Traiter la vie en hauteur

Pour répondre à la demande d'un « geste audacieux », Manal Rachdi, Nicolas Laisné et Dimitri Roussel ont décidé de faire appel à Sou Fujimoto.

« La compréhension du site, l'art de vivre à Montpellier, ont guidé ce projet, qui transmet une nouvelle vision de l'habitat, plus harmonieuse, optimiste, déclare aujourd'hui Sou Fujimoto. Même si l'expression est souvent galvaudée, créer de véritables lieux ce vie correspond tout à fait à ma vision de l'architecture. Pour cela, j'intègre dans chaque projet un certain nombre de données : le climat, l'art de vivre, l'esthétique, les échelles, les monuments voisins... Un processus essentiel pour produire une architecture porteuse de sens. Pour l'Arbre Blanc, il s'agissait de traiter de la vie en hauteur et des multiples interactions inhérentes, entre les habitants du bâtiment mais aussi avec son environnement. »

Une tour dans la ville

« Il fallait répondre au paradoxe d'habiter dans un village en cœur de ville, avec la qualité de la maison individuelle, souligne Nicolas Laisné. Dans l'Arbre Blanc, chacun est chez soi avec un jardin suspendu et a accès à des lieux où se rencontrer, et en même temps, le bâtiment est ouvert sur la ville. »

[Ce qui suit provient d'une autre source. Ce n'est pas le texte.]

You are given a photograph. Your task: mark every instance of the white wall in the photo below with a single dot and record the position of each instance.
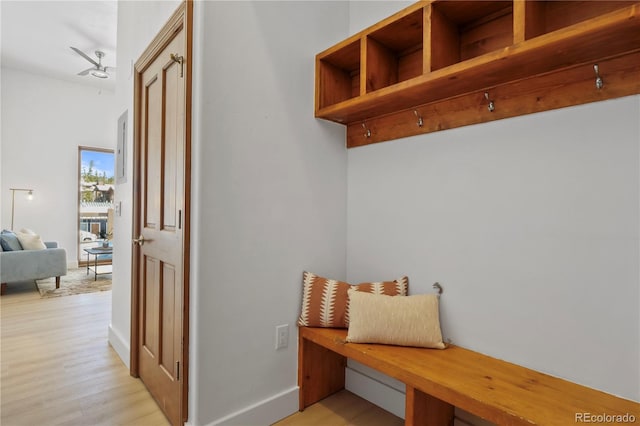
(270, 197)
(44, 120)
(531, 226)
(138, 24)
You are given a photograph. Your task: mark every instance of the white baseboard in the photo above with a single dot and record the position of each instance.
(386, 393)
(381, 394)
(120, 345)
(264, 412)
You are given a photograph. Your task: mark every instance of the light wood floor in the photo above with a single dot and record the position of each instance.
(57, 368)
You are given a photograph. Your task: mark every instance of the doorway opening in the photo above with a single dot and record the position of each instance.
(95, 201)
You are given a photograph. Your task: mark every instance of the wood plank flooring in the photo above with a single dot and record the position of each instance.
(57, 368)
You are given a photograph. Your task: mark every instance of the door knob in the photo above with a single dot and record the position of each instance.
(139, 241)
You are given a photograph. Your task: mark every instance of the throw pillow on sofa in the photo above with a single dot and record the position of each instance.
(30, 241)
(325, 302)
(9, 241)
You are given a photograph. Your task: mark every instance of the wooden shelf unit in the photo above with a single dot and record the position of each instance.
(435, 55)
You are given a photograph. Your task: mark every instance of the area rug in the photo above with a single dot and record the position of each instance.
(75, 282)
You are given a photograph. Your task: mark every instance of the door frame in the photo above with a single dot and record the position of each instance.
(182, 18)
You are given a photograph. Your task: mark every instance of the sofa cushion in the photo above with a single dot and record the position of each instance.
(9, 241)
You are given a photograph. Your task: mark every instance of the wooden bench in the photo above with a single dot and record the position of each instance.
(439, 380)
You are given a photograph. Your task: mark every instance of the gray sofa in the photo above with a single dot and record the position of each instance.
(27, 265)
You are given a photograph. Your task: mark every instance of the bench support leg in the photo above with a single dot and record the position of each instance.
(320, 372)
(424, 409)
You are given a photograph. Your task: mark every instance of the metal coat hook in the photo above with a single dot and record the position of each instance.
(367, 132)
(419, 117)
(491, 106)
(599, 82)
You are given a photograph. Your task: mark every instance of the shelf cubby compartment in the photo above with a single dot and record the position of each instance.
(394, 53)
(462, 30)
(338, 74)
(544, 16)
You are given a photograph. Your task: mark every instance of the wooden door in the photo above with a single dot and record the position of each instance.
(161, 205)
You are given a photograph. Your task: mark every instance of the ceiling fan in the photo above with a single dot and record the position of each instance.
(97, 70)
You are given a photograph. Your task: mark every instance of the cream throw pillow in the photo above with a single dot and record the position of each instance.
(404, 321)
(30, 241)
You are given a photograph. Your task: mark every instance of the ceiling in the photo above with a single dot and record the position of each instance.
(37, 35)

Les architectes se sont interrogés sur ce qu'est aujourd'hui une tour dans la ville. S'éloignant des a priori sur ce terme à la sémantique péjorative dans l'imaginaire collectif, les architectes ont souhaité « introduire une nouvelle façon de vivre la tour avec la volonté d'offrir une mixité d'usages et de rompre avec le syndrome de la tour inaccessible ».

« C'est une tour nouvelle génération, dont les principes fondamentaux sont les nouveaux usages sociaux, une ouverture à la ville, un partage dans l'environnement urbain, une tour environnementale, une tour vivante, déclare Nicolas Laisné. Nous militons pour des bâtiments denses, des tours de grande hauteur, mais qui viennent sur l'espace public de manière simple, ouverte, autour desquelles on peut vivre facilement. Auparavant, les tours étaient déconnectées de la ville, et c'est la raison pour laquelle elles étaient mal perçues... »

Des espaces publics en haut et en bas

« Pour réinventer la tour, en la dessinant à l'échelle humaine, nous voulions donner à chacun la possibilité de se l'approprier, ajoute Sou Fujimoto. Nous avons créé des espaces publics aux deux extrémités de l'Arbre Blanc. »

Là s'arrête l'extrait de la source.